After the transaction, if the plan was followed, go back to the journal and write it down honestly.
But you’ll find that most of the time you don’t stick to that plan.
Either get in too early or get out too late.
Either you’re overweight, or you make a completely different impulse trade.
Only by sticking to the journaling habit can you understand your mistakes and then build the discipline to correct them.
4. You’ll never be a marketing expert, but that’s okay.
Many people believe that in order to make money in the market, one needs to become a market expert.
But markets are so complex, and there are so many factors at play at any given point in time.
No one can keep track of all the information and trade successfully.
No one can be a market expert.
This is why, when you ask any experienced businessman who has been in the business for a long time, he will tell you that he is a student of the market.
Every day the market teaches us something new.
Therefore, it is not important to become a market expert or not.
Instead, we focus on two things we can control: a) finding a system with a good win rate and b) managing risk.
Let’s talk briefly about these two points.
There are many ways to make money in the market.
Technical analysis provides a large selection of tools.
Some may opt for a trading system based on moving averages.
Others may look for Fibonacci based systems.
Traders should try all the different options to find the system that works best for them.

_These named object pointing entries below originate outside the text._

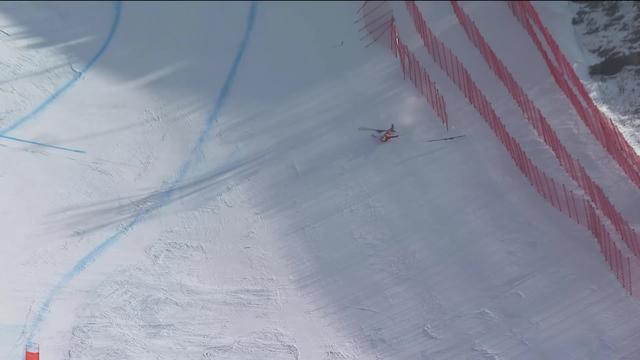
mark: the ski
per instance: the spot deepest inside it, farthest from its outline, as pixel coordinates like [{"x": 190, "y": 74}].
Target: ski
[
  {"x": 378, "y": 138},
  {"x": 447, "y": 138},
  {"x": 372, "y": 129}
]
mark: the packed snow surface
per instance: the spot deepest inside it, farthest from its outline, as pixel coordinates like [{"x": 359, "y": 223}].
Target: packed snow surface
[{"x": 212, "y": 197}]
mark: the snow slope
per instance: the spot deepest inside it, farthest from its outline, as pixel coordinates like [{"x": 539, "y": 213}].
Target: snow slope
[{"x": 227, "y": 207}]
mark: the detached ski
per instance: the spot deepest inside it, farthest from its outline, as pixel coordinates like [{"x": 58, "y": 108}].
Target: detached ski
[
  {"x": 447, "y": 138},
  {"x": 372, "y": 129}
]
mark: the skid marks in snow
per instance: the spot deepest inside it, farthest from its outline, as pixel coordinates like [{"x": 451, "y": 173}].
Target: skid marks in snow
[{"x": 178, "y": 304}]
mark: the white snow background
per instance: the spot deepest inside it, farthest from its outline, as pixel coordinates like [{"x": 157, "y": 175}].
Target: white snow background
[{"x": 226, "y": 206}]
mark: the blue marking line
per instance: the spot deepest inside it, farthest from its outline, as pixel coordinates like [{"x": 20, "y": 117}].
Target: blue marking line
[
  {"x": 53, "y": 97},
  {"x": 42, "y": 144},
  {"x": 94, "y": 254}
]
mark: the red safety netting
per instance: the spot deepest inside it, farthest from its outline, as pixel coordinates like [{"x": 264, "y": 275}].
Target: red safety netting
[
  {"x": 577, "y": 207},
  {"x": 380, "y": 26},
  {"x": 565, "y": 77},
  {"x": 535, "y": 117}
]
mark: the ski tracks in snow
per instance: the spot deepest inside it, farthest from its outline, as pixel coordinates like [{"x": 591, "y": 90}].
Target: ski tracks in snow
[
  {"x": 117, "y": 9},
  {"x": 34, "y": 324}
]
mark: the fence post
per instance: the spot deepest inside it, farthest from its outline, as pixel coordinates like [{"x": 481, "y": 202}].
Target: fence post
[{"x": 32, "y": 351}]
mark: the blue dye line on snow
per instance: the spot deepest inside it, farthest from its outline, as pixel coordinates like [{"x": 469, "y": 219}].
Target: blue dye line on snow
[
  {"x": 42, "y": 144},
  {"x": 94, "y": 254},
  {"x": 53, "y": 97}
]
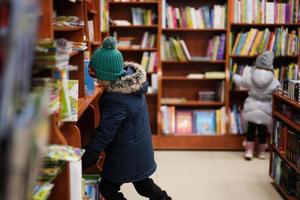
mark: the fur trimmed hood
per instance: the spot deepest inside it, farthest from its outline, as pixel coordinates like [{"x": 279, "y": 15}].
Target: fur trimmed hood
[{"x": 130, "y": 82}]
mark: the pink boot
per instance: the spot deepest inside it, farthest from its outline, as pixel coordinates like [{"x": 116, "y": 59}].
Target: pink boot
[
  {"x": 249, "y": 147},
  {"x": 262, "y": 151}
]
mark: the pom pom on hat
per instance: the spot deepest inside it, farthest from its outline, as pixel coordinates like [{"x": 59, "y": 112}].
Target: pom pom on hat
[{"x": 109, "y": 43}]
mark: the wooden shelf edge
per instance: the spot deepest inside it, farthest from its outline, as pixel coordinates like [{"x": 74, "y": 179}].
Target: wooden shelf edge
[
  {"x": 134, "y": 26},
  {"x": 285, "y": 160},
  {"x": 264, "y": 24},
  {"x": 84, "y": 103},
  {"x": 139, "y": 49},
  {"x": 193, "y": 30},
  {"x": 184, "y": 78},
  {"x": 194, "y": 103},
  {"x": 286, "y": 100},
  {"x": 132, "y": 2},
  {"x": 202, "y": 61},
  {"x": 287, "y": 120},
  {"x": 65, "y": 29},
  {"x": 247, "y": 56},
  {"x": 222, "y": 142}
]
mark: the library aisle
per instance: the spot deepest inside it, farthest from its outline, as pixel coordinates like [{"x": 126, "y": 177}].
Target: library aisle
[{"x": 210, "y": 175}]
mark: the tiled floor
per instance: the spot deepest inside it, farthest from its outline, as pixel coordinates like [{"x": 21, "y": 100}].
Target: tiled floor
[{"x": 198, "y": 175}]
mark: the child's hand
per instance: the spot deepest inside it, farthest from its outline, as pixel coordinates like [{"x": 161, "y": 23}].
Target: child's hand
[{"x": 89, "y": 158}]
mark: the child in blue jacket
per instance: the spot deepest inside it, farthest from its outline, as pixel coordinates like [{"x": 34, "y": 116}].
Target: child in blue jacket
[{"x": 124, "y": 131}]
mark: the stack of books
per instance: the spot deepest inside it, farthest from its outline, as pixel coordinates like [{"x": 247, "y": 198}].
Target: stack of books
[
  {"x": 194, "y": 18},
  {"x": 148, "y": 40},
  {"x": 282, "y": 42},
  {"x": 262, "y": 11},
  {"x": 67, "y": 21},
  {"x": 216, "y": 47},
  {"x": 286, "y": 177},
  {"x": 141, "y": 16},
  {"x": 291, "y": 89},
  {"x": 150, "y": 62},
  {"x": 236, "y": 124},
  {"x": 193, "y": 122},
  {"x": 174, "y": 50}
]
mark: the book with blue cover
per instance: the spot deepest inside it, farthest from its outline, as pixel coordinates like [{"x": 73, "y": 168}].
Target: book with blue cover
[{"x": 204, "y": 122}]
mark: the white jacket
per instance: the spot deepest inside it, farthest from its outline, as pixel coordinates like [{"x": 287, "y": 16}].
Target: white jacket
[{"x": 258, "y": 105}]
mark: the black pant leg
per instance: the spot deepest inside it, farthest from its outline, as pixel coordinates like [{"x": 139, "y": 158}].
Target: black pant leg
[
  {"x": 251, "y": 131},
  {"x": 262, "y": 134},
  {"x": 111, "y": 191},
  {"x": 147, "y": 188}
]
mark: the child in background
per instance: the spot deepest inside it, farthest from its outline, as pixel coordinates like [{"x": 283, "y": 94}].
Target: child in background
[
  {"x": 257, "y": 111},
  {"x": 124, "y": 131}
]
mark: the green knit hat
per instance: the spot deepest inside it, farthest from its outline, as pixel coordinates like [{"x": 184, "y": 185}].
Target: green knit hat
[{"x": 107, "y": 61}]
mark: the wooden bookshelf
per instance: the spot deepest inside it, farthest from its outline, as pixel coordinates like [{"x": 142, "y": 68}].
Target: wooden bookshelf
[
  {"x": 72, "y": 133},
  {"x": 132, "y": 2},
  {"x": 66, "y": 28},
  {"x": 134, "y": 26},
  {"x": 279, "y": 99},
  {"x": 191, "y": 29},
  {"x": 194, "y": 103}
]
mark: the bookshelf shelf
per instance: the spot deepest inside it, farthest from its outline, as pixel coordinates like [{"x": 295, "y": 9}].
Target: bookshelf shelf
[
  {"x": 287, "y": 120},
  {"x": 137, "y": 49},
  {"x": 67, "y": 28},
  {"x": 196, "y": 61},
  {"x": 96, "y": 43},
  {"x": 134, "y": 26},
  {"x": 184, "y": 78},
  {"x": 194, "y": 103},
  {"x": 94, "y": 12},
  {"x": 287, "y": 100},
  {"x": 192, "y": 30},
  {"x": 253, "y": 57},
  {"x": 263, "y": 25},
  {"x": 74, "y": 53},
  {"x": 198, "y": 142},
  {"x": 84, "y": 103},
  {"x": 132, "y": 2},
  {"x": 286, "y": 160}
]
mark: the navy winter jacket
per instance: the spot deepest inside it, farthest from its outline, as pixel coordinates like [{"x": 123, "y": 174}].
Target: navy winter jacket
[{"x": 124, "y": 131}]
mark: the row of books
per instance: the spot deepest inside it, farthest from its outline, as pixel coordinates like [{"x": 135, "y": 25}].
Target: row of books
[
  {"x": 150, "y": 61},
  {"x": 236, "y": 124},
  {"x": 198, "y": 122},
  {"x": 263, "y": 11},
  {"x": 204, "y": 17},
  {"x": 285, "y": 177},
  {"x": 282, "y": 42},
  {"x": 291, "y": 89},
  {"x": 148, "y": 40},
  {"x": 287, "y": 142},
  {"x": 176, "y": 49},
  {"x": 67, "y": 21},
  {"x": 207, "y": 75},
  {"x": 216, "y": 47},
  {"x": 54, "y": 55},
  {"x": 141, "y": 16}
]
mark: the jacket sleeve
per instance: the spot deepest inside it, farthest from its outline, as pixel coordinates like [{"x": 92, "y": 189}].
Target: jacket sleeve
[
  {"x": 113, "y": 112},
  {"x": 238, "y": 80}
]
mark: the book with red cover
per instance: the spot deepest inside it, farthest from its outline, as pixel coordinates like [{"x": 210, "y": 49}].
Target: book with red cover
[{"x": 184, "y": 122}]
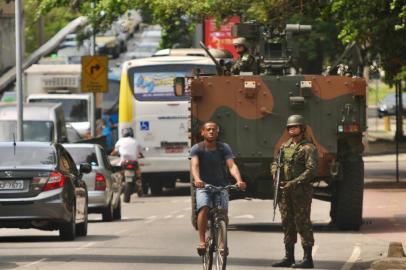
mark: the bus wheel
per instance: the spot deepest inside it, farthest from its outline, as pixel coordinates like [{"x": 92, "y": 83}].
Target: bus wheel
[{"x": 156, "y": 186}]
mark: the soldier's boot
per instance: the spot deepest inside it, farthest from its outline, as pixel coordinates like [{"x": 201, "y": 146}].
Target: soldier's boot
[
  {"x": 289, "y": 258},
  {"x": 307, "y": 262}
]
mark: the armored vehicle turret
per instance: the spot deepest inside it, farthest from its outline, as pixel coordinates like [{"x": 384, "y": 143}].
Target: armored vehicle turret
[{"x": 251, "y": 111}]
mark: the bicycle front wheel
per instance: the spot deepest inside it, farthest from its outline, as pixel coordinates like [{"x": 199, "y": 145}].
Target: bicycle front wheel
[
  {"x": 221, "y": 250},
  {"x": 207, "y": 258}
]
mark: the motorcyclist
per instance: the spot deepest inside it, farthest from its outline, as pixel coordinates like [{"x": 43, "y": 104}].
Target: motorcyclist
[{"x": 130, "y": 151}]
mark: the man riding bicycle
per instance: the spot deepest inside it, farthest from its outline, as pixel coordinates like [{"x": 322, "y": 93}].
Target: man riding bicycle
[{"x": 208, "y": 161}]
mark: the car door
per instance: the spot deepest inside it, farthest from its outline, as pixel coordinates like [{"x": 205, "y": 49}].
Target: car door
[
  {"x": 115, "y": 178},
  {"x": 79, "y": 186}
]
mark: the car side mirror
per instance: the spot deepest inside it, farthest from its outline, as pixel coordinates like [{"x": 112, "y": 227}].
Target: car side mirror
[
  {"x": 116, "y": 168},
  {"x": 85, "y": 168},
  {"x": 179, "y": 86}
]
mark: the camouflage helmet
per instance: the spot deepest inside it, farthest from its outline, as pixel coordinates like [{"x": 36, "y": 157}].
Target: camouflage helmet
[
  {"x": 295, "y": 120},
  {"x": 240, "y": 41}
]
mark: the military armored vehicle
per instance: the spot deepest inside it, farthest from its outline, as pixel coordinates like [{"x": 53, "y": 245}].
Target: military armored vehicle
[{"x": 251, "y": 111}]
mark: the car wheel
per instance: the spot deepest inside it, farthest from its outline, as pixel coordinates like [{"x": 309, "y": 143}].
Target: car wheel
[
  {"x": 81, "y": 228},
  {"x": 107, "y": 213},
  {"x": 117, "y": 211},
  {"x": 67, "y": 231}
]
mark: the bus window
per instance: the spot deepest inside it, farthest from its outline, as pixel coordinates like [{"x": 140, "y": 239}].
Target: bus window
[{"x": 155, "y": 83}]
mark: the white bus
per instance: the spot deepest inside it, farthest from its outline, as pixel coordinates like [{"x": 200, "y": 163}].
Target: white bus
[{"x": 159, "y": 118}]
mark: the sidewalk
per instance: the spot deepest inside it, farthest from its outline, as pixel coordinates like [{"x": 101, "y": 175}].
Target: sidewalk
[{"x": 381, "y": 143}]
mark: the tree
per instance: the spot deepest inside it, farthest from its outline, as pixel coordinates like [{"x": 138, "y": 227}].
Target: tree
[{"x": 378, "y": 27}]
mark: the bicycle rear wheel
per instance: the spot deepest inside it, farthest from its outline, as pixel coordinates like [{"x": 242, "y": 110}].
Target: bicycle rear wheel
[
  {"x": 221, "y": 250},
  {"x": 207, "y": 258}
]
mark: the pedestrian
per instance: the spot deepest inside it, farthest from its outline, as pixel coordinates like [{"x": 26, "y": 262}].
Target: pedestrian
[
  {"x": 127, "y": 147},
  {"x": 209, "y": 160},
  {"x": 245, "y": 62},
  {"x": 298, "y": 169}
]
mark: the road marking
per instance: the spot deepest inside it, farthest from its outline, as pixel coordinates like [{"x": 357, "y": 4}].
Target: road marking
[
  {"x": 244, "y": 216},
  {"x": 85, "y": 246},
  {"x": 356, "y": 252},
  {"x": 123, "y": 231},
  {"x": 36, "y": 262},
  {"x": 314, "y": 251},
  {"x": 150, "y": 219}
]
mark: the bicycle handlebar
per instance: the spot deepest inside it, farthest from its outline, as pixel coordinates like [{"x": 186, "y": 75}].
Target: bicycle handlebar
[{"x": 228, "y": 188}]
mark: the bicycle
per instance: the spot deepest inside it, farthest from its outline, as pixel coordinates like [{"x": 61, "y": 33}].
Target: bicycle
[{"x": 216, "y": 241}]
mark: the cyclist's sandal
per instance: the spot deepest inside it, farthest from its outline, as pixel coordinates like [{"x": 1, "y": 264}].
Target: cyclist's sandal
[
  {"x": 223, "y": 252},
  {"x": 201, "y": 249}
]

Extensive backtesting of the system is also required to find out its effectiveness.
But remember one thing — the percentage of wins that a backtest might bring won‘t tell you when those win percentages will happen.
It would be completely random.
For example, suppose you find a good system with a 60% success rate.
That means that for every 100 transactions you make;
Sixty trades will be profitable, while 40 will be loss-making.
But the system doesn’t tell you which trades will win the trade.
So, to take an extreme example – a trader might make 40 consecutive losing trades and then 60 consecutive winning trades.
In this case, does the person have any capital left to trade after losing 40 trades in a row?
The randomness of winning makes it all the more important for every newbie to focus on managing risk better.
Instead of trying to be a market expert, become an expert in risk management.
Therefore, the number of trades (position size) and the amount of risk (risk management) need to be determined.
You must understand the size of your position and the importance of risk management, or you will not be able to continue trading.
5. No matter how smart you are, the market will teach you the importance of humility The market doesn’t care how smart you are.
It doesn’t care what you achieve.
It doesn’t even care about your last 10 winning trades.
Every transaction is a new beginning and must be done in a new way of thinking.
There are too many factors involved in trading.
At any given point in time, any of these factors could work against you and cause you to lose your trade.
Failure is very real and needs to be accepted.
Trading is like being your closest friend.
It will reveal all the deep-seated flaws in our characters.
Occasionally we lose our confidence.
It will make us doubt our own abilities.
But every time, it also provides us with the opportunity to build our own good personality.
Every lesson we learn in the market is to become better traders and better people.
Therefore, one needs to accept failure with an open mind and keep trying to improve oneself.